1Maar de Here zal Zich over de Israëlieten ontfermen, zij zijn nog steeds het volk dat Hij heeft uitgekozen. Hij zal hen terugbrengen en zij zullen zich weer in het land Israël vestigen. Mensen van vele nationaliteiten zullen zich bij hen voegen en hun bondgenoten zijn. 2De volken van de wereld zullen hen helpen bij hun terugkeer en zij die in hun land komen wonen, zullen hen dienen. Door hen tot slaven te maken, zal Israël niet langer in slavernij verkeren, Israël zal over zijn vijanden heersen!

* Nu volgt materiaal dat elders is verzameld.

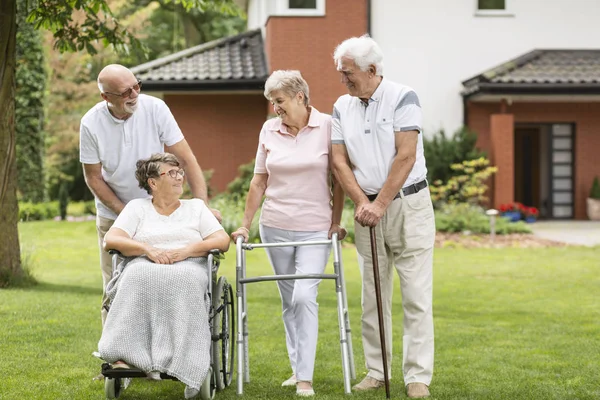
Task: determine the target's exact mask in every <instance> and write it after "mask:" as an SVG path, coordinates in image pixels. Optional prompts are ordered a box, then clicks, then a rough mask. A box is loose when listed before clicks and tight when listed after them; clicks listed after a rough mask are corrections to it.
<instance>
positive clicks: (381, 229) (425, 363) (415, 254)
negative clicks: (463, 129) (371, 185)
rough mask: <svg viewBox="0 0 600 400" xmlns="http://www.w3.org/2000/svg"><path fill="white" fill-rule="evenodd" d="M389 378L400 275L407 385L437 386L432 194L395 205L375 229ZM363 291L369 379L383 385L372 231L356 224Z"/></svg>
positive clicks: (359, 266)
mask: <svg viewBox="0 0 600 400" xmlns="http://www.w3.org/2000/svg"><path fill="white" fill-rule="evenodd" d="M375 232H376V237H377V258H378V261H379V264H378V265H379V278H380V284H381V296H382V308H383V316H384V318H383V319H384V327H385V335H386V337H385V340H386V351H387V364H388V374H389V377H390V378H391V371H392V368H391V367H392V293H393V278H394V275H393V274H394V269H395V270H396V272H397V273H398V276H399V277H400V289H401V291H402V308H403V310H404V335H403V338H402V342H403V351H402V370H403V373H404V384H405V385H408V384H409V383H413V382H421V383H424V384H426V385H429V384H430V383H431V378H432V376H433V350H434V343H433V313H432V286H433V271H432V269H433V268H432V267H433V247H434V242H435V219H434V215H433V207H432V204H431V198H430V194H429V189H428V188H425V189H423V190H421V191H419V192H418V193H415V194H412V195H409V196H406V197H402V198H399V199H396V200H394V201H392V203H391V204H390V206H389V207H388V209H387V210H386V212H385V214H384V216H383V218H382V219H381V221H380V222H379V224H378V225H377V226H376V227H375ZM355 240H356V249H357V252H358V261H359V267H360V269H361V274H362V278H363V285H362V310H363V314H362V339H363V348H364V353H365V362H366V367H367V369H368V370H369V376H371V377H373V378H375V379H378V380H383V379H384V378H383V362H382V358H381V342H380V339H379V321H378V318H377V302H376V299H375V285H374V279H373V263H372V255H371V244H370V243H371V242H370V234H369V227H363V226H360V225H359V224H358V223H355Z"/></svg>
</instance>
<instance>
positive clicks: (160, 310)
mask: <svg viewBox="0 0 600 400" xmlns="http://www.w3.org/2000/svg"><path fill="white" fill-rule="evenodd" d="M113 227H117V228H120V229H122V230H124V231H125V232H127V233H128V234H129V236H130V237H131V238H133V239H135V240H138V241H141V242H144V243H149V244H151V245H153V246H155V247H158V248H164V249H175V248H180V247H183V246H185V245H187V244H189V243H191V242H196V241H200V240H202V238H205V237H207V236H209V235H211V234H212V233H214V232H217V231H219V230H222V229H223V228H222V227H221V225H220V224H219V223H218V221H217V219H216V218H215V217H214V216H213V214H212V213H211V212H210V210H209V209H208V207H206V205H205V204H204V202H203V201H202V200H198V199H193V200H181V206H180V207H179V208H178V209H177V210H176V211H175V212H173V213H172V214H171V215H169V216H164V215H160V214H158V213H157V212H156V210H155V209H154V206H153V205H152V202H151V200H150V199H137V200H133V201H131V202H129V203H128V204H127V206H126V207H125V209H124V210H123V211H122V212H121V214H120V215H119V217H118V218H117V220H116V221H115V223H114V225H113ZM206 268H207V265H206V258H204V257H202V258H193V259H187V260H185V261H181V262H178V263H176V264H172V265H163V264H156V263H154V262H152V261H150V260H149V259H148V258H146V257H136V258H133V259H129V260H126V261H125V262H123V263H122V264H121V265H120V266H119V272H118V273H117V274H115V276H114V277H113V279H112V280H111V282H110V283H109V284H108V286H107V294H108V296H109V298H111V299H112V303H111V307H110V311H109V313H108V317H107V319H106V322H105V324H104V329H103V332H102V337H101V339H100V342H99V343H98V351H99V352H100V355H101V356H102V358H103V359H104V360H106V361H108V362H115V361H117V360H122V361H124V362H126V363H127V364H129V365H132V366H135V367H137V368H139V369H141V370H143V371H146V372H150V371H159V372H164V373H166V374H168V375H171V376H174V377H176V378H177V379H179V380H180V381H182V382H183V383H185V384H186V385H187V386H190V387H192V388H194V389H200V386H201V385H202V382H203V380H204V378H205V376H206V374H207V372H208V368H209V366H210V340H211V336H210V332H209V329H208V313H207V310H208V303H207V295H206V288H207V284H208V274H207V269H206Z"/></svg>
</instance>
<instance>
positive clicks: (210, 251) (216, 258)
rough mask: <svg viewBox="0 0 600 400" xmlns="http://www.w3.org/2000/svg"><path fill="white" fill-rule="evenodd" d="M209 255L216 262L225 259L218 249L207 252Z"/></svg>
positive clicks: (220, 250)
mask: <svg viewBox="0 0 600 400" xmlns="http://www.w3.org/2000/svg"><path fill="white" fill-rule="evenodd" d="M208 253H209V254H212V255H213V257H214V258H216V259H217V260H222V259H224V258H225V254H224V253H223V252H222V251H221V250H218V249H212V250H209V251H208Z"/></svg>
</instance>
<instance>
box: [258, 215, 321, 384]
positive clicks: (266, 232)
mask: <svg viewBox="0 0 600 400" xmlns="http://www.w3.org/2000/svg"><path fill="white" fill-rule="evenodd" d="M327 233H328V232H327V231H323V232H299V231H288V230H283V229H277V228H272V227H268V226H264V225H260V237H261V239H262V241H263V243H278V242H305V241H313V240H327ZM266 251H267V255H268V257H269V261H270V262H271V266H272V267H273V271H274V272H275V274H277V275H294V274H297V275H305V274H322V273H323V272H324V271H325V267H326V265H327V261H328V259H329V253H330V251H331V246H327V245H323V246H299V247H297V248H294V247H271V248H266ZM320 282H321V280H318V279H299V280H296V281H278V282H277V285H278V287H279V294H280V296H281V305H282V311H283V315H282V316H283V324H284V326H285V335H286V345H287V351H288V356H289V359H290V364H291V366H292V371H293V373H294V374H295V375H296V379H297V380H299V381H311V382H312V379H313V372H314V367H315V356H316V353H317V336H318V334H319V315H318V314H319V305H318V304H317V291H318V287H319V283H320Z"/></svg>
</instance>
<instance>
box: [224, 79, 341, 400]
mask: <svg viewBox="0 0 600 400" xmlns="http://www.w3.org/2000/svg"><path fill="white" fill-rule="evenodd" d="M264 95H265V97H266V98H267V99H268V100H269V101H270V102H271V103H272V104H273V109H274V111H275V113H276V114H277V118H272V119H270V120H268V121H266V122H265V123H264V125H263V127H262V130H261V132H260V137H259V143H258V150H257V152H256V165H255V167H254V177H253V178H252V181H251V183H250V189H249V191H248V196H247V198H246V208H245V212H244V219H243V222H242V226H241V227H240V228H239V229H237V230H236V231H235V232H233V233H232V235H231V236H232V238H233V240H234V242H235V240H236V238H237V237H238V236H240V235H241V236H243V237H244V240H245V241H247V240H248V234H249V230H250V226H251V224H252V220H253V218H254V215H255V214H256V211H257V210H258V208H259V207H260V204H261V200H262V198H263V195H264V196H266V199H265V201H264V203H263V206H262V212H261V216H260V226H259V231H260V237H261V240H262V241H263V242H264V243H277V242H300V241H315V240H327V239H330V238H331V237H332V235H333V234H334V233H337V234H338V237H339V240H342V239H343V238H344V236H345V235H346V231H345V230H344V229H343V228H342V227H341V226H340V225H339V224H340V220H341V216H342V210H343V205H344V192H343V190H342V188H341V186H340V185H339V184H338V183H337V182H336V181H335V180H334V178H333V174H332V173H331V116H329V115H327V114H322V113H320V112H319V111H317V109H316V108H314V107H312V106H310V105H309V104H310V102H309V90H308V84H307V83H306V81H305V80H304V78H302V75H301V74H300V72H299V71H283V70H279V71H275V72H273V73H272V74H271V76H270V77H269V78H268V79H267V81H266V82H265V92H264ZM332 186H333V190H332V189H331V188H332ZM266 250H267V255H268V257H269V261H270V263H271V266H272V267H273V270H274V272H275V273H276V274H277V275H287V274H299V275H300V274H302V275H305V274H322V273H323V272H324V270H325V267H326V265H327V261H328V259H329V254H330V251H331V246H298V247H296V248H294V247H272V248H268V249H266ZM319 283H320V280H316V279H305V280H295V281H294V280H291V281H290V280H284V281H277V285H278V287H279V293H280V295H281V302H282V311H283V313H282V315H283V323H284V326H285V332H286V346H287V351H288V356H289V359H290V364H291V367H292V376H291V377H290V378H289V379H287V380H286V381H285V382H283V384H282V386H294V385H295V386H296V393H297V394H298V395H300V396H313V395H314V394H315V392H314V390H313V387H312V379H313V371H314V363H315V356H316V350H317V335H318V331H319V327H318V322H319V318H318V304H317V291H318V286H319Z"/></svg>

3Op die prachtige dag dat de Here zijn volk bevrijdt van zorgen en angst, van slavernij en ketens, 4zult u spottend tegen de koning van Babel zeggen: ‘Tiran, eindelijk krijgt u uw verdiende loon! 5Want de Here heeft uw verdorven macht vernietigd en uw slechte bewind te gronde gericht. 6U vervolgde mijn volk met uw schrikbewind en hield de volken in de greep van de angst. U ontketende een meedogenloze vervolging.’

7Maar nu is er vrede en rust in de hele wereld! Overal heerst uitbundige vreugde! 8Zelfs de bomen van het bos, de cipressen en ceders van de Libanon, zingen dit blijde lied: ‘Uw macht is gebroken. Niemand zal ons nu nog omhakken, eindelijk hebben wij rust.’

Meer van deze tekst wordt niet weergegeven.